Many executives now view AI data flows and model artifacts as high-value targets for ransomware and data exfiltration. Controls around access, immutability, segmentation and monitoring are no longer optional safeguards but prerequisites for AI readiness.
What Enterprises Are Building
Key points on current enterprise AI adoption, according to the Komprise survey:
• Chatbots lead adoption at 39%, followed by internal copilots at 26%.
• Only 14% of organizations restrict employee AI use, a figure unchanged from the prior year.
• Nearly nine in 10 organizations report making significant investments in storage, GPUs and networking to support AI workloads.
• 87% of companies rely on a multicloud approach to balance cost efficiency, resiliency and flexibility.
Top Requirements for Unstructured Data Governance
Unstructured data governance in particular is challenging due to the diversity, volume and distribution of file and object data across many silos. Since 90% of data today is unstructured, organizations are investing in data governance and management solutions designed for unstructured data, as it has vastly different needs than traditional structured data.
Look for these capabilities:
- Continuous scanning of NAS, object and cloud storage to identify sensitive and regulated files across petabytes of unstructured data.

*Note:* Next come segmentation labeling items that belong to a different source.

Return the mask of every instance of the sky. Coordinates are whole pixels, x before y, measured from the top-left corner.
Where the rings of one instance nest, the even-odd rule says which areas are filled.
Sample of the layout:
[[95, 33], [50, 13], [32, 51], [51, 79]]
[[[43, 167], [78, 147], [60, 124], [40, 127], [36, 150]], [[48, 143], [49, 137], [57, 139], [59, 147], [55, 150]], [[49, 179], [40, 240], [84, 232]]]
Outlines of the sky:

- Automatic classification of PII, PHI, ePHI, PCI and other protected data before it enters AI pipelines.
- Storage-agnostic analytics that detect enterprise-wide risk across all vendor environments.
- Enforcement of policies that restrict, quarantine, mask or move high-risk data
- Ransomware defense by eliminating cold files from active NAS attack surface.
- Audit-ready visibility across workflows to support enterprise security processes.